Incilius pisinnus
- Conservation status: Endangered (IUCN 3.1)

Scientific classification
- Kingdom: Animalia
- Phylum: Chordata
- Class: Amphibia
- Order: Anura
- Family: Bufonidae
- Genus: Incilius
- Species: I. pisinnus
- Binomial name: Incilius pisinnus (Mendelson, Williams, Sheil, and Mulcahy, 2005)
- Synonyms: Bufo pisinnus Mendelson, Williams, Sheil, and Mulcahy, 2005 ; Cranopsis pisinna (Mendelson et al., 2005) ; Ollotis pisinnus (Mendelson et al., 2005) ;

= Incilius pisinnus =

- Authority: (Mendelson, Williams, Sheil, and Mulcahy, 2005)
- Conservation status: EN

Species of amphibian

Incilius pisinnus (common name: Michoacan toad) is a species of "true" toads in the family Bufonidae. It is endemic to Mexico and known from the Tepalcatepec Valley in Michoacán. Prior to its description in 2005, it was mixed with Incilius coccifer and Incilius cycladen. The specific name pisinnus, from the Latin word for "small", refers to the comparatively small size of this species among its close relatives.

==Description==
Adult males measure 39–51 mm and adult females 55–62 mm in snout–vent length. The body is robust. The snout is pointed in dorsal view and rounded in profile. The tympanum is distinct. The fingers are short, slender, and have no webbing nor fringes, whereas the toes have some webbing and the inner toes have also lateral fringes. The canthal, supraorbital, supratympanic, postorbital, preorbital, pretympanic, and supralabial crests are present. The parietal crest is poorly developed or absent. The parotoid glands are ovoid. The dorsum is rugose. The dorsal ground color is yellowish tan. There are dark brown spots and a deep yellow or cream mid-dorsal stripe. The venter is whitish cream, possibly with black flecks. The iris is pale gold. Males have a single, heavily pigmented vocal sac.

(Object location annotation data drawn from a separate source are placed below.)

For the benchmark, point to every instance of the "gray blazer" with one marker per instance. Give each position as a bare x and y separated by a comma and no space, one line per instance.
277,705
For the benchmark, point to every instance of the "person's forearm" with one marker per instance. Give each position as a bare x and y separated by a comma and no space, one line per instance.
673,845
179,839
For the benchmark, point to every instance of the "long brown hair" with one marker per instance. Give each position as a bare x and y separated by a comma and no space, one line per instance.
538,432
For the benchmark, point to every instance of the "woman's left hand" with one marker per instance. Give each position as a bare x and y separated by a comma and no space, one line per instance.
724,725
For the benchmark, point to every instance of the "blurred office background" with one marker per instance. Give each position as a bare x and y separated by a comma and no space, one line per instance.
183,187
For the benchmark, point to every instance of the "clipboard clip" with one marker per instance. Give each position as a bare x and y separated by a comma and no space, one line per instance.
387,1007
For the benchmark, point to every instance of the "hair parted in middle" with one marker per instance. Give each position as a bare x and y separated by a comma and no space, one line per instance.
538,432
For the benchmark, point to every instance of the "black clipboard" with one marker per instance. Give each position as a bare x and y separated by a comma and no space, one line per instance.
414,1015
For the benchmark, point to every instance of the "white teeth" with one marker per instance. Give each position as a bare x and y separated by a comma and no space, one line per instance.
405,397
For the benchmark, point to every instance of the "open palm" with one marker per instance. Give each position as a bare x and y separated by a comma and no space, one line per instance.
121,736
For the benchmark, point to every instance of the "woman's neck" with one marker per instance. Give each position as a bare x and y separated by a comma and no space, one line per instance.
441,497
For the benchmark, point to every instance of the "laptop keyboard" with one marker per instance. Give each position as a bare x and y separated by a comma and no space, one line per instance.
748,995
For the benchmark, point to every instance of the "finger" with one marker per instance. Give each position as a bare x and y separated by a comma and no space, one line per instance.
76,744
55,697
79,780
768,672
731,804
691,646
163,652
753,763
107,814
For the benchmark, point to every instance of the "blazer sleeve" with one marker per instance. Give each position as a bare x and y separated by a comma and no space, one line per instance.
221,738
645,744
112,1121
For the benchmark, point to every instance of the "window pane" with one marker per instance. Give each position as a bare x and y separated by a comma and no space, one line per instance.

==Habitat and conservation==
Incilius pisinnus inhabit grassy areas with mesquite shrub, rocks, and barren areas at elevations around 335 m above sea level. Males have been observed calling in muddy ditches and flooded grass fields after heavy rains. Although believed adapt to disturbance, severe habitat change and agricultural chemicals remain threats. It is not known to occur in any protected areas.